Personal information
- Born: December 20, 2000 (age 25) Dickinson, Texas, U.S.
- Listed height: 6 ft 4 in (1.93 m)
- Listed weight: 257 lb (117 kg)

Career information
- High school: Dickinson (Dickinson, Texas)
- College: Texas A&M (2019–2021)
- NFL draft: 2022: undrafted

Career history
- Buffalo Bills (2022)*; New England Patriots (2022)*; Indianapolis Colts (2022)*; Michigan Panthers (2025); Louisville Kings (2026–present);
- * Offseason or practice squad member only

Awards and highlights
- UFL champion (2026); 3× Second-team All-SEC (2019–2021);
- Stats at Pro Football Reference

= Jalen Wydermyer =

American football player (born 2000)

Jalen Wydermyer (born December 20, 2000) is an American professional football tight end for the Louisville Kings of the United Football League (UFL). He played college football at Texas A&M, where he was a three-time all-SEC second-team selection.

==Early life==
Wydermyer grew up in Dickinson, Texas and attended Dickinson High School. As senior, he caught 42 passes for 875 yards with 10 touchdowns. Rated a four star recruit, Wydermyer committed to play college football at Texas A&M over Miami.

==College career==
As a freshman, Wydermyer had larger role in Texas A&M's offense than originally expected after fellow freshman Baylor Cupp suffered a season ending injury towards the end of training camp. Wydermyer finished the season with 32 catches for 447 yards and six touchdowns and was named the Southeastern Conference (SEC) All-Freshman team and second-team All-SEC by the Associated Press. Wydermyer was named preseason All-SEC and to the Mackey Award watchlist going into his sophomore season. Wydermyer received second-team all-SEC honors in 2020.

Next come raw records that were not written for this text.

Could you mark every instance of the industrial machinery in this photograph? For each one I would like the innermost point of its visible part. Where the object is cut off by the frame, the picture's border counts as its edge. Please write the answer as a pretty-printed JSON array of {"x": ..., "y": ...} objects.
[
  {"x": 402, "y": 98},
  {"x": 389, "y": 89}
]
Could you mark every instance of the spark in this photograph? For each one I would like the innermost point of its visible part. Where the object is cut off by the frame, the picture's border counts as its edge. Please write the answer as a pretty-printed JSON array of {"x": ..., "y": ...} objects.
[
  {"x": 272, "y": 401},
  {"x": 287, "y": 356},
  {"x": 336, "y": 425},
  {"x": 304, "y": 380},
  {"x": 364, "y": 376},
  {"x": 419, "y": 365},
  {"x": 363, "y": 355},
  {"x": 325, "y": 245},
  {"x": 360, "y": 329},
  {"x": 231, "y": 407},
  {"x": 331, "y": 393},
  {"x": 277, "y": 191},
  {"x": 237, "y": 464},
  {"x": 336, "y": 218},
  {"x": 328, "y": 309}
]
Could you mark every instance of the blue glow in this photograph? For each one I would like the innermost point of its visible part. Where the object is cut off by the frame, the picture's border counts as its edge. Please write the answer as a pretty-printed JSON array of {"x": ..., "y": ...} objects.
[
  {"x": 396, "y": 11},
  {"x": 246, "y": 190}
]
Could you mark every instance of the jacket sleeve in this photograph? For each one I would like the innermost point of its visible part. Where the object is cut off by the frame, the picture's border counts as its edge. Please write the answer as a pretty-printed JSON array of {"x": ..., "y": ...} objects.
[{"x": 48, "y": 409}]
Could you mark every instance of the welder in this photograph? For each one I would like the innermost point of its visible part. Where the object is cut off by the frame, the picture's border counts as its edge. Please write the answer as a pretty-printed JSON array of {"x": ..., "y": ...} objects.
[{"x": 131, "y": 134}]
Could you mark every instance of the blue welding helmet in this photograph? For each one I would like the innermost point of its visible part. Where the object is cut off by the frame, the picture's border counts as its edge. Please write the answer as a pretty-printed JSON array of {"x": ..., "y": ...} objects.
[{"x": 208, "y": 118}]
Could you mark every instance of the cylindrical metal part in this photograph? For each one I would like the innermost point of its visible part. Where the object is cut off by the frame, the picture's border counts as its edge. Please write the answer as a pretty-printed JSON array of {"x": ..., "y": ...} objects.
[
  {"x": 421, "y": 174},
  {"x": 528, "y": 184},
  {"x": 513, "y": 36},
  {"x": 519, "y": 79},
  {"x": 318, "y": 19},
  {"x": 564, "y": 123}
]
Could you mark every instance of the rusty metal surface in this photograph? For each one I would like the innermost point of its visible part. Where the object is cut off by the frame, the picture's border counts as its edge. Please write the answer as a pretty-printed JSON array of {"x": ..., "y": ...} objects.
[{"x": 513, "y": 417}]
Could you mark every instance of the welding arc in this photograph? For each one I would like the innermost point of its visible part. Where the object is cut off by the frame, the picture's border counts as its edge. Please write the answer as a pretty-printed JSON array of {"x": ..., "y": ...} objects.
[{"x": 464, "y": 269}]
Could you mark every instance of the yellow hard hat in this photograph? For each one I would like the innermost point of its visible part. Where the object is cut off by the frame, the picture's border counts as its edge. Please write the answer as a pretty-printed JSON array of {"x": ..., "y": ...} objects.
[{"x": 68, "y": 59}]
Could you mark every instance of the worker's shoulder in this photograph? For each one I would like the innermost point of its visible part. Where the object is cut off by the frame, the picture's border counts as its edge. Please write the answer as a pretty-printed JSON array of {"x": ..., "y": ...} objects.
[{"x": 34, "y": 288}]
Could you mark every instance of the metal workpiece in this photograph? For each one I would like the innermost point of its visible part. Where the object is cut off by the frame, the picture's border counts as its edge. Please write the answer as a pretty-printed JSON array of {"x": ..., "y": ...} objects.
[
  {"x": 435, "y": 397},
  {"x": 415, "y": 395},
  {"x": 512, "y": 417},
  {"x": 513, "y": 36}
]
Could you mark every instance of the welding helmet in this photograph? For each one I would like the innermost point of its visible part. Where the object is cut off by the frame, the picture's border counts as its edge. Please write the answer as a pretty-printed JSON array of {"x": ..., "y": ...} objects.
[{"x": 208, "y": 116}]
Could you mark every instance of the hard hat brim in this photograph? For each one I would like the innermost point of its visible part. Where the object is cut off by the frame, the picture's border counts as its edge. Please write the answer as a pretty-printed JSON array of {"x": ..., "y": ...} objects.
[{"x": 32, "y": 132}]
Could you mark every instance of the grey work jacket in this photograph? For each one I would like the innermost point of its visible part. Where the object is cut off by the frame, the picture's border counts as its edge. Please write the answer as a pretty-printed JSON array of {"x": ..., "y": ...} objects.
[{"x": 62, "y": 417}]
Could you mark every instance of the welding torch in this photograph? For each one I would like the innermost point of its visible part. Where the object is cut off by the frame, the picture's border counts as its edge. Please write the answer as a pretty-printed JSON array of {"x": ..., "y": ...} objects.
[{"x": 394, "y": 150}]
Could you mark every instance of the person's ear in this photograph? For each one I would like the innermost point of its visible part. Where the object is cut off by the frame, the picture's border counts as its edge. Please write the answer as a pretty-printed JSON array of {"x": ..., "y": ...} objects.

During the 2021 season, Wydermyer recorded 40 receptions for 515 yards. He was named a finalist for the John Mackey Award for the second time, but the 2021 award was ultimately given to Trey McBride.

Wydermyer decided to forgo his final year of eligibility to enter the 2022 NFL draft. He holds the school record among tight ends in career receptions, receiving yards and touchdown catches.

===College statistics===

| Jalen Wydermyer |  | Receiving |  |  |  |
|---|---|---|---|---|---|
| Year | G | Rec | Yds | Avg | TD |
| 2019 | 13 | 32 | 447 | 14.0 | 6 |
| 2020 | 10 | 46 | 506 | 11.0 | 6 |
| 2021 | 12 | 40 | 515 | 12.9 | 4 |
| Career | 35 | 118 | 1,468 | 12.4 | 16 |

==Professional career==

Pre-draft measurables
| Height | Weight | Arm length | Hand span | Wingspan | 40-yard dash | 10-yard split | 20-yard split | Vertical jump | Broad jump |
| 6 ft 3+7⁄8 in (1.93 m) | 255 lb (116 kg) | 33+1⁄8 in (0.84 m) | 9+3⁄4 in (0.25 m) | 6 ft 9 in (2.06 m) | 5.02 s | 1.78 s | 2.89 s | 25.5 in (0.65 m) | 9 ft 1 in (2.77 m) |
All values from NFL Combine/Pro Day

===Buffalo Bills===
Wydermyer signed with the Buffalo Bills as an undrafted free agent on May 13, 2022. He was waived by Buffalo on August 14.

===New England Patriots===
Wydermyer signed with the New England Patriots on August 18, 2022. He was waived on August 30, and re-signed to the practice squad the next day. Wydermyer was released on September 20.

===Indianapolis Colts===
Wydermyer was signed to the Indianapolis Colts practice squad on October 17, 2022. He was waived on May 4, 2023.

=== Michigan Panthers ===
On January 13, 2025, Wydermyer signed with the Michigan Panthers of the United Football League (UFL).

On July 4, 2025, Wydermyer re-signed with the Panthers.

=== Louisville Kings ===
On January 13, 2026, Wydermyer was selected by the Louisville Kings in the 2026 UFL draft.